If one reconsiders which group of men is particularly at risk with regard to the heart attack, certain doubts arise as to whether women are really less threatened by heart attacks. The results so far cannot be based on the fact that far fewer women than men were and still are in management positions, and the whole thing is a fallacy, because up to now women have had far less opportunity to have a heart attack through the nervous strain of work come?
Heart attack risk in women
A heart attack is often caused by a narrowing of the coronary arteries, which is known as arteriosclerosis. If such a constriction is blocked by a blood clot, all subsequent heart muscle areas are no longer supplied with blood and oxygen. The heart muscle then dies within a few hours. Click to enlarge.According to this, the "managerial disease of women" manifests itself in addition to nervous disorders such as increased irritability, anxiety, headaches, dizziness and palpitations, especially through severe insomnia. The woman suffers more than the man from the excess of work because she is usually burdened with additional responsibility towards her family.
She then tries with a lot of ambition and perseverance - sometimes also in strenuous night work - to solve the problems of work and family that arise. Of course, this is only possible at the expense of her other free time and recovery phases, which she will sacrifice again at the expense of her night sleep.

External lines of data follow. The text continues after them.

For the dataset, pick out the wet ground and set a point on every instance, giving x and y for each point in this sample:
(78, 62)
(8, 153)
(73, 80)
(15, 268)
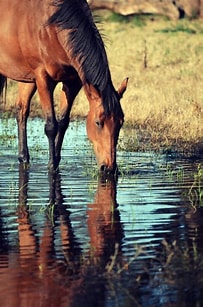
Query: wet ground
(73, 239)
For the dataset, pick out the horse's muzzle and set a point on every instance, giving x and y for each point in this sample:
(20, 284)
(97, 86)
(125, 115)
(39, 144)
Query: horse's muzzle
(104, 169)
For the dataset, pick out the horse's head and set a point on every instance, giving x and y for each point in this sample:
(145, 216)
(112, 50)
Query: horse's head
(103, 130)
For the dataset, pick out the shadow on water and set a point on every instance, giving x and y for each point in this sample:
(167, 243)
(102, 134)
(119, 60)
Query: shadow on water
(71, 239)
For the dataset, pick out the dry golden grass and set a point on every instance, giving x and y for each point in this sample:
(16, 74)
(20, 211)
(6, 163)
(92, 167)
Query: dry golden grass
(164, 63)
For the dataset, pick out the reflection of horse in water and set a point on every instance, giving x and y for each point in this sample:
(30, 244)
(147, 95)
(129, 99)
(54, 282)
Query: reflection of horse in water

Stimulating active ingredients, in the form of coffee or special medication, should therefore usually keep her working beyond the normal level so that she can cope with all the work that comes up. In the few hours that you have left to sleep, the entire nervous system is still in such a state of excitement that sleep can be neither deep nor restful. A really restful sleep would only come about when the alarm clock calls to fulfill the morning duties before starting work and a new day with all its stresses has to be overcome.
We've all lived through a night of insomnia, in which thoughts come and go, minutes into hours, after an exciting evening when we perhaps even more strongly devoted ourselves to coffee. We know how grueling such a night can be, and we also know that the following day will never end. If the shortened sleep time is not an exception, but almost a permanent condition, it leads to all nervous symptoms in the sense of the manager's disease, of course also in women, via the increasing sleep deficit.
This is by no means meant to express that we want to achieve equality with men when it comes to heart attacks. On the contrary, if women or men, wherever they may work, cope with the demands placed on them due to their training and education, do not burden their organism one-sidedly, do not "fatten" themselves through excessive nutrition and thus the If you disturb the regulation of the circulatory system psychologically and statically, the frequency of infarcts in men and women will not increase, but will decrease more and more in the future.